The drama stems from US authorities’ accusations that TikTok has ties with the Chinese government, thus making its access to data of US citizens a matter of national security.

That is a charge the app’s owner, ByteDance, denies – but a new Financial Times report suggests that links between official Beijing and the company have in fact been close over the years.

The example given is that of Cai Zheng, a former staffer in the Chinese embassy in Tehran, who was until earlier this year at the helm of ByteDance’s Beijing-based team in charge of content policy.

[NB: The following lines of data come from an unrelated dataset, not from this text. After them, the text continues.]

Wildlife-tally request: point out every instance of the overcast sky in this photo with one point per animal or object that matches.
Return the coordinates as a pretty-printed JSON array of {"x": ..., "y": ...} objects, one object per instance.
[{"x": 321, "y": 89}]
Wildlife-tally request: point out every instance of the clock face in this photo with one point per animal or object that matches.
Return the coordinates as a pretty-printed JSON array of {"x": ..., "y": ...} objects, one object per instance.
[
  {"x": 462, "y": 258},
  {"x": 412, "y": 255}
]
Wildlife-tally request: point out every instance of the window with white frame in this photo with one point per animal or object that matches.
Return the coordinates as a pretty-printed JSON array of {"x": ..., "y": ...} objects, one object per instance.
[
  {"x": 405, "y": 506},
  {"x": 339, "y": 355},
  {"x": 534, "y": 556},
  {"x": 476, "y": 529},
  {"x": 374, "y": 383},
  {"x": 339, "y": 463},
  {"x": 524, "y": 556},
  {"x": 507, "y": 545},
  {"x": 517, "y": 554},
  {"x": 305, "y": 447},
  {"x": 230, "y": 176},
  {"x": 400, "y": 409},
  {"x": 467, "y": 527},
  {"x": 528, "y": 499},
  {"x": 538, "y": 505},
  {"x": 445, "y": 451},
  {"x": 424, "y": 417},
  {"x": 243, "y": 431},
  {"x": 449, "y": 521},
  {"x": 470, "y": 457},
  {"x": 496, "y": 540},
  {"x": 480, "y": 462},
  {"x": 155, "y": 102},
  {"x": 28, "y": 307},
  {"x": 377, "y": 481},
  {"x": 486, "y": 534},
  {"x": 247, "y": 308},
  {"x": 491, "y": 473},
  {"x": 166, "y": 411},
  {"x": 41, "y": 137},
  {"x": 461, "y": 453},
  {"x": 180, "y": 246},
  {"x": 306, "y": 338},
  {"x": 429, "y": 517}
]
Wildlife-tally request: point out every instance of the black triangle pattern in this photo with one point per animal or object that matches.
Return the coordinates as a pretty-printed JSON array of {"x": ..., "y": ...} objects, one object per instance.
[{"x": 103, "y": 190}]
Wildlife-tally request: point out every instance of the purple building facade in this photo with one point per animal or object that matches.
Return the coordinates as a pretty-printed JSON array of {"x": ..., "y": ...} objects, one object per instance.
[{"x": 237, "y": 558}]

Cai is not seen as a Communist Party ideologue, but his central role in determining what content was acceptable on the platform is scrutinized in light of his previous job in the diplomatic apparatus of the Chinese state.

ByteDance operates two identical apps – Douyin in mainland China, and TikTok elsewhere in the world, precisely to avoid accusations of working according to Chinese censorship rules in other markets. However, these accusations have been cropping up as TikTok became a big success in the West, culminating with President Trump’s push to place it under US control, or ban it.

The FT now says that Cai had joined ByteDance in 2018 as Douyin came under pressure in China itself for not adhering closely enough to online control and censorship imposed in the country.

The result of his work on the global trust and safety team, the report said, was TikTok suppressing videos that Beijing didn’t want on the platform, such as those addressing the Uighur Muslim issue. But the TikTok once again denied this was the case, saying the video in question was removed by mistake.

Last year, the Guardian said TikTok uses Chinese rules to censor content about Tibet, Taiwan, Tiananmen Square, and the Falun Gong outside of China, too – with TikTok defending itself by saying these moderation rules were old and longer applied.